Beefy Boxes and Bandwidth Generously Provided by pair Networks
Come for the quick hacks, stay for the epiphanies.
 
PerlMonks  

sorting array of arrays reference

by kimlid2810 (Acolyte)
on Oct 25, 2013 at 17:27 UTC ( [id://1059713]=perlquestion: print w/replies, xml ) Need Help??

kimlid2810 has asked for the wisdom of the Perl Monks concerning the following question:

Hello Monks. Your wisdom is needed! :) i have an array of many many way too many arrays. each element of every minion array is of various types, but the third element of every minion array in the master array is always a positive integer. this master array, i pass it to a function as a reference. i desperately need you to recommend the fastest way, with which, i can keep these three minion arrays of the master array, that contain the elements with the highest integers and discard the rest of the minion arrays... i.e.:
my @masterArray = ( ["this", "that", 12563, "something", "else"], ["this", "that", 10, "something", "else"], ["this", "that", 1, "something", "else"], ["this", "that", 125638, "something", "else"], ["this", "that", 300000, "something", "else"], ); subDiscarder(\@masterArray); # # AND THEN @masterArray should become: # @masterArray = ( ["this", "that", 300000, "something", "else"], ["this", "that", 125638, "something", "else"], ["this", "that", 12563, "something", "else"], );
being sorted is not of great importance. What is crucial, is the speed.
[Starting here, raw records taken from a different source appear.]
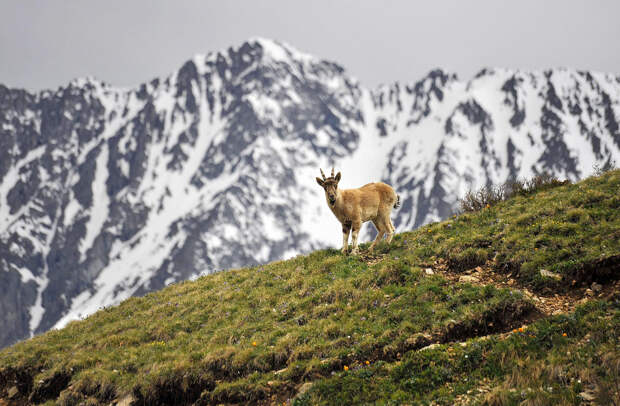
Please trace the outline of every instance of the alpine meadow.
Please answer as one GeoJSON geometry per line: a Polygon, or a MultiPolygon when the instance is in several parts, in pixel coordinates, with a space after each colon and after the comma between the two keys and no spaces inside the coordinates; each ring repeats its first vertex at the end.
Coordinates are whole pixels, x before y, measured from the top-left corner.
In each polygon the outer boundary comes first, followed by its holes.
{"type": "Polygon", "coordinates": [[[620,170],[173,284],[0,352],[9,404],[617,404],[620,170]],[[525,402],[525,403],[524,403],[525,402]]]}

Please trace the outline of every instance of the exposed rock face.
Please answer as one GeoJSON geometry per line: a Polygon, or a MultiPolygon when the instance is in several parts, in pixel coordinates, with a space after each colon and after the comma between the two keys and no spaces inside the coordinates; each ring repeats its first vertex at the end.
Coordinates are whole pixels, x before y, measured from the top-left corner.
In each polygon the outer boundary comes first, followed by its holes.
{"type": "Polygon", "coordinates": [[[0,86],[0,346],[171,282],[338,246],[319,166],[342,169],[343,187],[392,184],[405,230],[472,187],[619,163],[619,117],[612,75],[436,70],[368,90],[264,39],[136,89],[0,86]]]}

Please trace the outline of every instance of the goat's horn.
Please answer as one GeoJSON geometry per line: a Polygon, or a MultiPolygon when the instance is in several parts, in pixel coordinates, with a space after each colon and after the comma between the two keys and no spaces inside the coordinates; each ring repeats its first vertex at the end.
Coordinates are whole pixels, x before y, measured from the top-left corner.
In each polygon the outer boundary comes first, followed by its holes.
{"type": "Polygon", "coordinates": [[[325,174],[323,173],[323,169],[319,168],[319,171],[321,171],[321,176],[323,177],[323,180],[326,180],[325,179],[325,174]]]}
{"type": "Polygon", "coordinates": [[[334,167],[332,166],[332,178],[334,177],[334,167]]]}

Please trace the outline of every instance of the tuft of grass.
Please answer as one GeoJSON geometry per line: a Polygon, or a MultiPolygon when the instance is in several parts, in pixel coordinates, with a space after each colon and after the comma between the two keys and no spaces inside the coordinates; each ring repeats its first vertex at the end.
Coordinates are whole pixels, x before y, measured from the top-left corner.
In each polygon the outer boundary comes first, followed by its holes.
{"type": "Polygon", "coordinates": [[[540,314],[519,290],[423,270],[484,266],[543,292],[617,280],[618,190],[610,171],[398,234],[372,255],[320,250],[128,299],[0,351],[0,399],[503,405],[591,392],[612,404],[617,296],[520,331],[540,314]]]}

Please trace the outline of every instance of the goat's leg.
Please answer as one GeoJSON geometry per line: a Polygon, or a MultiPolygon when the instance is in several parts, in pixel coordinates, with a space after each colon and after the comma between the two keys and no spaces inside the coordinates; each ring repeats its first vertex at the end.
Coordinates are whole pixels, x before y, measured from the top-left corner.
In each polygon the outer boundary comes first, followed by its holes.
{"type": "Polygon", "coordinates": [[[353,230],[352,235],[352,241],[351,243],[353,244],[353,249],[351,250],[351,254],[357,254],[359,251],[357,249],[357,235],[360,232],[360,228],[362,228],[362,222],[361,220],[356,220],[353,221],[353,223],[351,224],[351,229],[353,230]]]}
{"type": "Polygon", "coordinates": [[[394,224],[392,224],[392,220],[389,217],[390,215],[388,214],[388,218],[387,218],[387,228],[388,228],[388,233],[387,233],[387,238],[386,241],[387,243],[391,243],[392,242],[392,237],[394,237],[394,231],[396,231],[396,229],[394,228],[394,224]]]}
{"type": "Polygon", "coordinates": [[[377,229],[377,237],[372,242],[372,244],[370,244],[370,248],[369,248],[370,251],[375,249],[375,245],[377,245],[377,243],[381,241],[381,238],[383,238],[383,234],[385,234],[383,226],[381,225],[380,222],[373,221],[372,223],[375,225],[375,228],[377,229]]]}
{"type": "Polygon", "coordinates": [[[343,254],[347,253],[349,249],[349,232],[351,231],[351,222],[347,221],[342,223],[342,250],[343,254]]]}

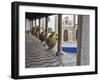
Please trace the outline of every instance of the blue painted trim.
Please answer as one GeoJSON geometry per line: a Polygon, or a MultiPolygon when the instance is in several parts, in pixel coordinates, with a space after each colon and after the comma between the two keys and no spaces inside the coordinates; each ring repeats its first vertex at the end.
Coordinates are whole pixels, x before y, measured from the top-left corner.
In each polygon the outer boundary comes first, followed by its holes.
{"type": "Polygon", "coordinates": [[[77,47],[62,47],[62,51],[70,52],[70,53],[77,53],[77,47]]]}

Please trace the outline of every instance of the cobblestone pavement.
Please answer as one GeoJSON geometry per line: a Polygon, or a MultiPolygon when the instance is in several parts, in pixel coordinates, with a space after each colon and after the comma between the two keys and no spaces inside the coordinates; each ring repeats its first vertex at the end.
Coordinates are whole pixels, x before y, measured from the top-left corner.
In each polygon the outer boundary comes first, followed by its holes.
{"type": "Polygon", "coordinates": [[[48,50],[31,34],[25,35],[25,67],[56,67],[62,66],[52,50],[48,50]]]}

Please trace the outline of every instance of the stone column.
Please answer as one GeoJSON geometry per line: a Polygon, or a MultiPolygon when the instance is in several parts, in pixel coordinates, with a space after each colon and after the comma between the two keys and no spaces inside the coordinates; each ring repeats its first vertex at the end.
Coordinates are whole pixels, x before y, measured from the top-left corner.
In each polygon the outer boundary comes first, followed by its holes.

I could figure out ways with foreaches and constant assignments of every element, but if there is a trully fast way to do it, or a module that can do this, i would appreciate it if someone could give me a hint towards there. thank you for your time. :)

Replies are listed 'Best First'.
Re: sorting array of arrays reference
by salva (Canon) on Oct 25, 2013 at 17:38 UTC
    Use Sort::Key::Top which implements the Selection Algorithm:
    use Sort::Key::Top qw(rikeytopsort); my @sorted = rikeytopsort { $_->[2] } 3 => @masterArray; # rikeytopsort means... # r => reverse (descending) order # i => the key is an integer # key => use a key extraction block # top => get the top n elements # sort => sorted
Re: sorting array of arrays reference
by choroba (Cardinal) on Oct 26, 2013 at 06:38 UTC
    Just keep the best three results so far:
    use List::Util qw{ first }; sub subDiscarder { my @top3 = map [0, 0, -inf], 0 .. 2; for my $minion (@{ $_[0] }) { next if $minion->[2] < $top3[2][2]; my $idx = first { $top3[$_][2] <= $minion->[2] } 0 .. 2; splice @top3, $idx, 0, $minion; splice @top3, 3; } @{ $_[0] } = @top3; }
    لսႽ† ᥲᥒ⚪⟊Ⴙᘓᖇ Ꮅᘓᖇ⎱ Ⴙᥲ𝇋ƙᘓᖇ
Re: sorting array of arrays reference
by Kenosis (Priest) on Oct 25, 2013 at 17:55 UTC

    Perhaps the following will be helpful:

    use strict; use warnings; use Data::Dumper; my @masterArray = ( [ "this", "that", 12563, "something", "else" ], [ "this", "that", 10, "something", "else" ], [ "this", "that", 1, "something", "else" ], [ "this", "that", 125638, "something", "else" ], [ "this", "that", 300000, "something", "else" ], ); subDiscarder( \@masterArray ); print Dumper \@masterArray; sub subDiscarder { my ($arrayRef) = @_; my %nums = map $_ => 1, ( sort { $b <=> $a } map $_->[2], @$arrayRef )[ 0 .. 2 ]; @$arrayRef = grep exists $nums{ $_->[2] }, @$arrayRef; }

    Output:

    $VAR1 = [ [ 'this', 'that', 12563, 'something', 'else' ], [ 'this', 'that', 125638, 'something', 'else' ], [ 'this', 'that', 300000, 'something', 'else' ] ];

    The subroutine sorts and then takes the top three largest 'minion' numbers to populate a hash, then greps through the 'master' array to allow only the three 'minion' arrays pass which contain one of those three top values.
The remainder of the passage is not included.